She sobered instantly. “Sorry. I did hear something about that.”
He felt the old fear stiffen his body. He looked around briefly before he leaned in closer to her.
“What did you hear?”
“They’re following the outlaws' trail, still riding hell bent for leather, heading into Mexico.”
“Huh,” he said, trying and failing to hide his relief with a joke. “Hope they speak good Spanish. The Mexicans don’t like American posses crossing the border.”
“No,” she said. “I’ve heard that, too.” She saw he was still tense. “What will you do?”
He wiped his sweating forehead with one hand. “Depends on how my friend’s feeling. He was hurt worse than he admits. I’d like to stay another day or two, if we can.”
“Let me know if I can do anything to help.”
“Louise, you’ve done a lot already. More than I could have asked for. Maybe you’d do one more thing for me?”
“If I can.”
“Let me buy you dinner tonight? Someplace nice? If you’re free, of course. I know you got a job to do.”
She hesitated. “Can you afford that?”
He gave her a bitter little smile. “I wouldn’t offer otherwise.”
She rested a soft hand on his arm. “I’m sorry. I shouldn’t have said that.”
“You and me got a history of saying things to each other we shouldn’t. Maybe we can start over again?”
“Yes, Mr. Smith. Let’s do that. I can meet you here at, oh, 7:00pm? Today’s actually my day off. I just came by to do a little paperwork.”
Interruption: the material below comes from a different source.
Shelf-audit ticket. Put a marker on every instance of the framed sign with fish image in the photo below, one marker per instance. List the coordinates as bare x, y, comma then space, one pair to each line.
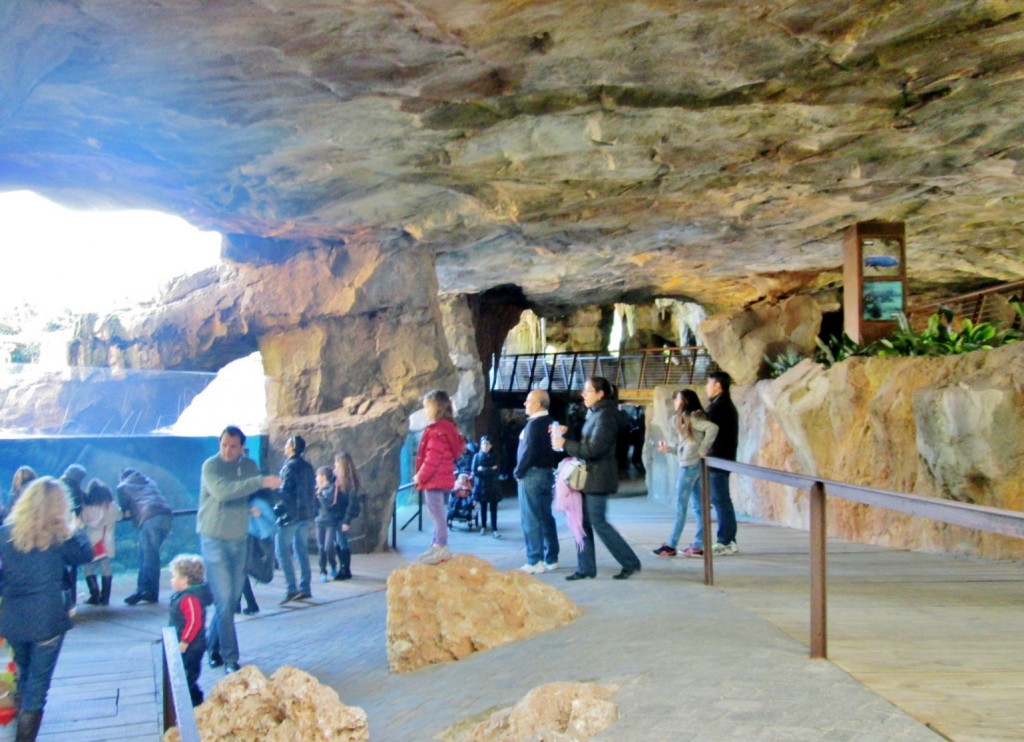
873, 278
“See you then, Miss Carson.” She smiled at him one more time and went inside. Heyes felt unreasonably good. Must be the prospect of spending time with a beautiful woman who didn’t want anything from him, he thought. Especially a pretty woman who knew who he was and didn’t seem anxious to collect the reward.
“You picked a nice place, Louise,” Heyes said. “A private table where we can visit without anyone overhearing us, good food, lots of good wine. And charming company. It’s the nearest thing to heaven I can imagine.”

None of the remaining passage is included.